Fortunately for Petrov and the rest of the world, he was correct.  The Soviet early-warning system had mistaken the sun’s reflection off of clouds for an attack.  As a result of Petrov's cool thinking under pressure, he prevented the deaths of an estimated 136 to 288 million people.  For comparison, the total deaths in World War II amounted to 55 million (1).


For his decisive role in saving the world, you might think that the Soviets would have held a parade in his honor; instead, as recorded in his 2017 New York Times obituary, the hero received a reprimand for incomplete record keeping:


Colonel Petrov was at first praised for his calm, but in an investigation that followed, he was asked why he had failed to record everything in his logbook. “Because I had a phone in one hand and the intercom in the other, and I don’t have a third hand,” he replied. (2)


Recall, Retrieve, Recite, Ruminate, Reflect, Reason:  What were the factors that Petrov needed to conspire for his choice to either A) launch missiles or B) ignore the early warning alarm?


Challenge - Decision Precision:  Do some research to find some quotations on decision-making.  Find the one quotation that gives the best insight or advice and how to make decisions or why decision-making is so important.  Explain why you think your quotation is so insightful.


Also on This Day: 

September 26, 1898:  Today is the birthday of Leonard E. Reed, the founder of the Foundation for Economic Education (FEE).  He is best known for his essay “I, Pencil” (1958), which traces the miracle of the free market from the first-person perspective of a pencil.    See Thinker’s Almanac - June 5.

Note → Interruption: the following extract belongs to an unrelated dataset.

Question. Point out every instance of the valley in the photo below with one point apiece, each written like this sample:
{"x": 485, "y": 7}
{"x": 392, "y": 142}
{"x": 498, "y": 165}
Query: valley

September 26, 1960:  On this day, the first-ever televised presidential debate was held in Chicago between Democratic candidate John F. Kennedy and Republican candidate Richard M. Nixon.  More than 65 million viewers watched as the candidates squared off, revealing the power of television as a modern medium for politics.  Although radio listeners awarded the debate to Nixon, the much larger television audience gave the prize to Kennedy, who appeared much more relaxed and confident than the sweaty and glum Nixon (3).


September 26, 1969:  The Beatles release their last studio album, Abbey Road.


Sources:

1-Matthews, Dylan. “36 years ago today, one man saved us from world-ending nuclear war.”  Vox 26 Sept. 2019.

2-By Sewell Chan, Sewell.  “Soviet Officer Who Helped Avert Nuclear War, Is Dead at 77 The New York Times 18 Sept. 2017.

3-Safire, William.  Lend Me Your Ears:  Great Speeches in History.  New York:  W.W. Norton & Company, 1997.